Optimization of the perimeter doping of ultrashallow p+-n−-n+ photodiodes

Ultrashallow p⁺-n^--n⁺ silicon photodiodes, fabricated by a pure boron deposition technology, show excellent performance for detection of Deep Ultra Violet (DUV) radiation due to the nanometer deep pn-junctions. The dark current of photodiode is degraded by the damage of the silicon/oxide interface at the diode perimeter region caused by DUV radiation.

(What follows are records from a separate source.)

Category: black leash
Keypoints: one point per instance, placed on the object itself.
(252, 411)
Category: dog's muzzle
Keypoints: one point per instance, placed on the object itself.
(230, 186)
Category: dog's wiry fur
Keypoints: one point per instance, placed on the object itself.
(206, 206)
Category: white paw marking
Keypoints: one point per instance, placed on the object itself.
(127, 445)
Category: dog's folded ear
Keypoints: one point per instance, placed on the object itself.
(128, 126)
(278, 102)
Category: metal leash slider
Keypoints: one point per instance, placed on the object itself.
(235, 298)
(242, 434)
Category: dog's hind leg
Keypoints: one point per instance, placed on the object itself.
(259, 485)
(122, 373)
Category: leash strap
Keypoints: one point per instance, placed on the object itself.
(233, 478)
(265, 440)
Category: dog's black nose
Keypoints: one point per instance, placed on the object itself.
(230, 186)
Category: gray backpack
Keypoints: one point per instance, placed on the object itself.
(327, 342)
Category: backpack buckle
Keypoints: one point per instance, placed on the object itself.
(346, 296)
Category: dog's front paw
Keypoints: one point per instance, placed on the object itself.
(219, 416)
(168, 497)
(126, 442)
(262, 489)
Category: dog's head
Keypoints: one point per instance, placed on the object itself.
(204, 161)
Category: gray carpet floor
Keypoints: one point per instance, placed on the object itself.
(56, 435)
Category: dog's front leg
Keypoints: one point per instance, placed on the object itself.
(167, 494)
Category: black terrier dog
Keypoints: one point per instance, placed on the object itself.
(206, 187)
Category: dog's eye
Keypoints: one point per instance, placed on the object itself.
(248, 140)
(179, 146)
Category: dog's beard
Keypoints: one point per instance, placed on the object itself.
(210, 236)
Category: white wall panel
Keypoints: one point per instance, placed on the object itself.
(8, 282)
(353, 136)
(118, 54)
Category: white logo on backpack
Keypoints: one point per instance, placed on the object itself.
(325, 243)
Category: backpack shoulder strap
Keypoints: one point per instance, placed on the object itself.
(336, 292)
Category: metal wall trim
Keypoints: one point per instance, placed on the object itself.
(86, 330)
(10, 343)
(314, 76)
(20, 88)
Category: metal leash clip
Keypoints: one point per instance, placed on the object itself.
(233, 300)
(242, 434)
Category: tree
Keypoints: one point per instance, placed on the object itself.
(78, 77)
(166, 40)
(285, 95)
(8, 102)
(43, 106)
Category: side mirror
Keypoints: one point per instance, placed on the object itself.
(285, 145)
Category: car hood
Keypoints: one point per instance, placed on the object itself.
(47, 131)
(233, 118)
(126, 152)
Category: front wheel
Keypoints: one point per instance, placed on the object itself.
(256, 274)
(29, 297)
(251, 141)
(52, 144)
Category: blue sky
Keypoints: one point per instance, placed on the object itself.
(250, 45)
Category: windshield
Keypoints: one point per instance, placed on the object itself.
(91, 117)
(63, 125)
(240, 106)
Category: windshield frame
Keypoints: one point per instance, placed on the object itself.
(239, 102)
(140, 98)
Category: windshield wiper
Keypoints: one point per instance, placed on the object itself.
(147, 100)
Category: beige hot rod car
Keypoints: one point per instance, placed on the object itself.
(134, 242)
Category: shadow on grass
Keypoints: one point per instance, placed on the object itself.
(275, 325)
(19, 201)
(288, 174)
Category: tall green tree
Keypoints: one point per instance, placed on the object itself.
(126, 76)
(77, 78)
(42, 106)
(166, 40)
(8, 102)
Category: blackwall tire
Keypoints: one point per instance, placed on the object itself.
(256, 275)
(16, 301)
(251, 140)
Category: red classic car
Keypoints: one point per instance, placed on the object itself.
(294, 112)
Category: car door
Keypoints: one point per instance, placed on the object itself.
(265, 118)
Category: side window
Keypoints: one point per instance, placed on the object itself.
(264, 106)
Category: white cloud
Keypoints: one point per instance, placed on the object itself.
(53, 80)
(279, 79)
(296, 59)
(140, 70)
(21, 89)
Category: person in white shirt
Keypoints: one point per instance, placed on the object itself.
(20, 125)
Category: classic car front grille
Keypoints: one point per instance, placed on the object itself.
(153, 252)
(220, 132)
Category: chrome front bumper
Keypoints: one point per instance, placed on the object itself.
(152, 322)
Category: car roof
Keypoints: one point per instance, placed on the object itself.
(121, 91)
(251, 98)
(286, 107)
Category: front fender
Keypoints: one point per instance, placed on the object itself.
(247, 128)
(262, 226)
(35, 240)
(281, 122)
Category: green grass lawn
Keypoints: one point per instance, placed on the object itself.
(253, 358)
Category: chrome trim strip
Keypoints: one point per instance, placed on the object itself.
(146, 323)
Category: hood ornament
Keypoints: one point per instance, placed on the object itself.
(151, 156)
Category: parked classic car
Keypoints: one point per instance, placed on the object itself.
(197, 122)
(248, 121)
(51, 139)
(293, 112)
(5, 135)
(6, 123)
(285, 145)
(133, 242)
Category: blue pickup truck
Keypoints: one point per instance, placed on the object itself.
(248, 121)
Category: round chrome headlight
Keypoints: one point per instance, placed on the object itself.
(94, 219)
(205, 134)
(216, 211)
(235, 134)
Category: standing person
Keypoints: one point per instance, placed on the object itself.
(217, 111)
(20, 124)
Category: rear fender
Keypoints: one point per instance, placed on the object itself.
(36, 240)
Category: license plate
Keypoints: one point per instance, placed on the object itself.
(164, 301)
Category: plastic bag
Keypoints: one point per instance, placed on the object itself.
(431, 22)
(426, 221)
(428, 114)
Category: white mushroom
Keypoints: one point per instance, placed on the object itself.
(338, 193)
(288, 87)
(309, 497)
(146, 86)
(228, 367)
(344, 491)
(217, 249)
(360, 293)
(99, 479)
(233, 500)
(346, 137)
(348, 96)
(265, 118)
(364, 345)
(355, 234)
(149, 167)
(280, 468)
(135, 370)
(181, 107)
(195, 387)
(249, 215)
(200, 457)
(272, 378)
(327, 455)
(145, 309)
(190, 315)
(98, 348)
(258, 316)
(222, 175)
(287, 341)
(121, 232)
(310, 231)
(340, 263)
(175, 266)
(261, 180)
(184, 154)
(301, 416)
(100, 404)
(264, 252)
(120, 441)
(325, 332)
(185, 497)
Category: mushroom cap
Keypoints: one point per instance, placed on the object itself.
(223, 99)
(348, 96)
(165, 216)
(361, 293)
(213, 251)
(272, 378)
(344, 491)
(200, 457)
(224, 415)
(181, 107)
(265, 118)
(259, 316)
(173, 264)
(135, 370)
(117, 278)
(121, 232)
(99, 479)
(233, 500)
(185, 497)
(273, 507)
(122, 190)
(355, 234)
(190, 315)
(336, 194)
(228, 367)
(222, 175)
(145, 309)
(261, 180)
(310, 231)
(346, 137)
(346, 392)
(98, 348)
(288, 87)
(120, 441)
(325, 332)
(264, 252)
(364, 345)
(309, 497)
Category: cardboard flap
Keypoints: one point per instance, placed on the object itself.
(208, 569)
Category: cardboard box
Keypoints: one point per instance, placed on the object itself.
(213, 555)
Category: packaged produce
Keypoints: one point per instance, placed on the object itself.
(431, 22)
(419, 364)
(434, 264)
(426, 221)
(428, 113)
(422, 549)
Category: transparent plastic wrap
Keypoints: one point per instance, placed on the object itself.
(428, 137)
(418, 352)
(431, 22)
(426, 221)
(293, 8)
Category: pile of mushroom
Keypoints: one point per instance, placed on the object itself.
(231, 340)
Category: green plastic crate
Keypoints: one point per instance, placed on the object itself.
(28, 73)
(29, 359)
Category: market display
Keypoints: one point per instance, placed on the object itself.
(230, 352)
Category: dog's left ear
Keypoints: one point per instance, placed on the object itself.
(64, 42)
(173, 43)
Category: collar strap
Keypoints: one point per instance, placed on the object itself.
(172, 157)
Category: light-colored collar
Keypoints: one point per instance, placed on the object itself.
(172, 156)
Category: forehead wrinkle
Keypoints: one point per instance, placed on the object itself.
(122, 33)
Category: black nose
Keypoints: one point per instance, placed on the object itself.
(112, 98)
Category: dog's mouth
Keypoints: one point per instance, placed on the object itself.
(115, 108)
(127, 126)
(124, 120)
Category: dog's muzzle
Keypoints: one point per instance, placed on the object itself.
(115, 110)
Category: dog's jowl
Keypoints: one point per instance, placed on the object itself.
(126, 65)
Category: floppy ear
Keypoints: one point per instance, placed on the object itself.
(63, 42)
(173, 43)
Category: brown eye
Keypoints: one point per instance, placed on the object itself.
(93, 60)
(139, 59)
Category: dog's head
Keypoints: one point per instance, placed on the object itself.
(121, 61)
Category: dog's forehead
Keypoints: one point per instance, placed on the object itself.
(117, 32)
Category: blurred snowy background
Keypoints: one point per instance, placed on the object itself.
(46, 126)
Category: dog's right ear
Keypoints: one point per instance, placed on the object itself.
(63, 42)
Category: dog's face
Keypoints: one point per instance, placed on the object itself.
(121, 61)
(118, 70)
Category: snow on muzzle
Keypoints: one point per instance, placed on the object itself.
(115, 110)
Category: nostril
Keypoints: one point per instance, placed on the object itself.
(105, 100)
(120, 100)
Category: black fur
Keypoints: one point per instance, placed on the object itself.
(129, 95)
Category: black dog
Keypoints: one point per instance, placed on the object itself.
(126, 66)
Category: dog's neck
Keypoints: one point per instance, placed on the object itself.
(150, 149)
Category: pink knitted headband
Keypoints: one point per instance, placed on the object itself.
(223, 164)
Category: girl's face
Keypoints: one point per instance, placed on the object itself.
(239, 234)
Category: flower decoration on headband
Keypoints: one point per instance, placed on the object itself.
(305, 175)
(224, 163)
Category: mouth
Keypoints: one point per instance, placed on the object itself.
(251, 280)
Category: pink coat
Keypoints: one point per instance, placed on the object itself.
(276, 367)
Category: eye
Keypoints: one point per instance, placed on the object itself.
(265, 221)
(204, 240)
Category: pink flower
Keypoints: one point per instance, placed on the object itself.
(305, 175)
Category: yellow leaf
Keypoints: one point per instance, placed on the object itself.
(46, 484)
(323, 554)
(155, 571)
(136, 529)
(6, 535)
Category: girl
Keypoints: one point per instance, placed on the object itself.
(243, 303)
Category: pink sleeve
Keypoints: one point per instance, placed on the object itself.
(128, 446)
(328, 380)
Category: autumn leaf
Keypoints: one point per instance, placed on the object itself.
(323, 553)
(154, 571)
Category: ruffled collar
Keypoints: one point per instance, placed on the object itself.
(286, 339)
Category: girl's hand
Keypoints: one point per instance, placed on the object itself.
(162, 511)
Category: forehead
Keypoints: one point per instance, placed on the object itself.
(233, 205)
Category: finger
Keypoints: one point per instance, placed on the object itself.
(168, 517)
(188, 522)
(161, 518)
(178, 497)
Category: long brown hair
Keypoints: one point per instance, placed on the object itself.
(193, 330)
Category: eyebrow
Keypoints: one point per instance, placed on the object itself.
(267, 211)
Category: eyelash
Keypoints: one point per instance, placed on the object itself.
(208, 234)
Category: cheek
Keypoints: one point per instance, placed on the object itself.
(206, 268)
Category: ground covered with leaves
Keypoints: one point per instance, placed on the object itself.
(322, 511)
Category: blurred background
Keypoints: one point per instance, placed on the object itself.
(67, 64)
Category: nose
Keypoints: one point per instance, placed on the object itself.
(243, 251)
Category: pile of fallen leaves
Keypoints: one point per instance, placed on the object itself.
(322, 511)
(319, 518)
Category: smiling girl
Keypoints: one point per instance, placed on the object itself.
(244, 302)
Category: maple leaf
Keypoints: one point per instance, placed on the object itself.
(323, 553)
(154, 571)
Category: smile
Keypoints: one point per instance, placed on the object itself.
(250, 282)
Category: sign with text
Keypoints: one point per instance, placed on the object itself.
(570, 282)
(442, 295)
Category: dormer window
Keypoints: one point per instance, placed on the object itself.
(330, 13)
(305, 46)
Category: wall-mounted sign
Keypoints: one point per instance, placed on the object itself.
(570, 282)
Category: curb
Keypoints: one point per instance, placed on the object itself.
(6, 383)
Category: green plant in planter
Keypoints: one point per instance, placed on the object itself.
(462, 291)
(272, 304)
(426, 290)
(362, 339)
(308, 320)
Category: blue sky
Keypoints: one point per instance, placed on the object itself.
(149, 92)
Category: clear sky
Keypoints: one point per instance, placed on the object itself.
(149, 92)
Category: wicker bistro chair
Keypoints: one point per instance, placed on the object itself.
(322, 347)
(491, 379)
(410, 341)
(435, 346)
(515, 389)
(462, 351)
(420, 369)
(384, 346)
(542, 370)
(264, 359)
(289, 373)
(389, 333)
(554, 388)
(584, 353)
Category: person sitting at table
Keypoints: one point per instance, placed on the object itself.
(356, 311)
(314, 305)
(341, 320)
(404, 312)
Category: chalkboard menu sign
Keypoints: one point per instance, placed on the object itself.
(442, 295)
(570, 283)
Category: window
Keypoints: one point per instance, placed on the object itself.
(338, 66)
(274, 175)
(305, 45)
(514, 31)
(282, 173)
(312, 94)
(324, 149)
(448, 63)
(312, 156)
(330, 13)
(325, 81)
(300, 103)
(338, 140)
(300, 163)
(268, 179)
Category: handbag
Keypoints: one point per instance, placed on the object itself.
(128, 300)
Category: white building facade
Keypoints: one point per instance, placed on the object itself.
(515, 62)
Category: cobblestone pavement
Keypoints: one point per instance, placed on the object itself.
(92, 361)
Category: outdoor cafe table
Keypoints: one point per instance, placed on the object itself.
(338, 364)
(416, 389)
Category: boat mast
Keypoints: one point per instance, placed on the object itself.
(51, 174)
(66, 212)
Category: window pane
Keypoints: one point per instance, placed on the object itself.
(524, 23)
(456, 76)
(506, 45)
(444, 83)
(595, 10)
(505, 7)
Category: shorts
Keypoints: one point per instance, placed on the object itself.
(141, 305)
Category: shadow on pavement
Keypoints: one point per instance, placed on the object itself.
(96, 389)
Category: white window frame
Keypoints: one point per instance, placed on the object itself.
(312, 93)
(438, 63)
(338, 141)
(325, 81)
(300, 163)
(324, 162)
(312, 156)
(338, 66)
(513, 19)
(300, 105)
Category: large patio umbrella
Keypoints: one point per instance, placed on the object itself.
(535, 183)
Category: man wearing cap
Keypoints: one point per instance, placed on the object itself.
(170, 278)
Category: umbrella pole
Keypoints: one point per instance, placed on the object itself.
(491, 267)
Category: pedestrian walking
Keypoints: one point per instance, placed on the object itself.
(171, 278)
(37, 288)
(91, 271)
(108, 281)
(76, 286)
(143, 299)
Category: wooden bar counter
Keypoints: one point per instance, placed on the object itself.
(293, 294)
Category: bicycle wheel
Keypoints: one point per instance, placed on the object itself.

Reducing the depletion region width across the p⁺ n^- junction at the silicon/oxide interface will also invariably increase the electric field, reducing the breakdown voltage and increasing the perimeter component of the junction capacitance. In this paper, the trade-off between the depletion region width, breakdown voltage and junction capacitance is examined for ultrashallow p⁺-n^--n⁺ photodiodes where an additional ultrashallow doped p-region is introduced as an extension to the p-type guard rings. An optimal doping profile is proposed for the added p-region to obtain minimal degradation of electric characteristics for peak doping of 10¹⁸ cm^-3, 5 · 10¹⁸ cm^-3 and 5 · 10¹⁹ cm^-3 at junction depths of 50 nm, 10 nm and 2 nm, respectively, and a distance of 0.5 μm between the added p-region and the surrounding n⁺ channel stop.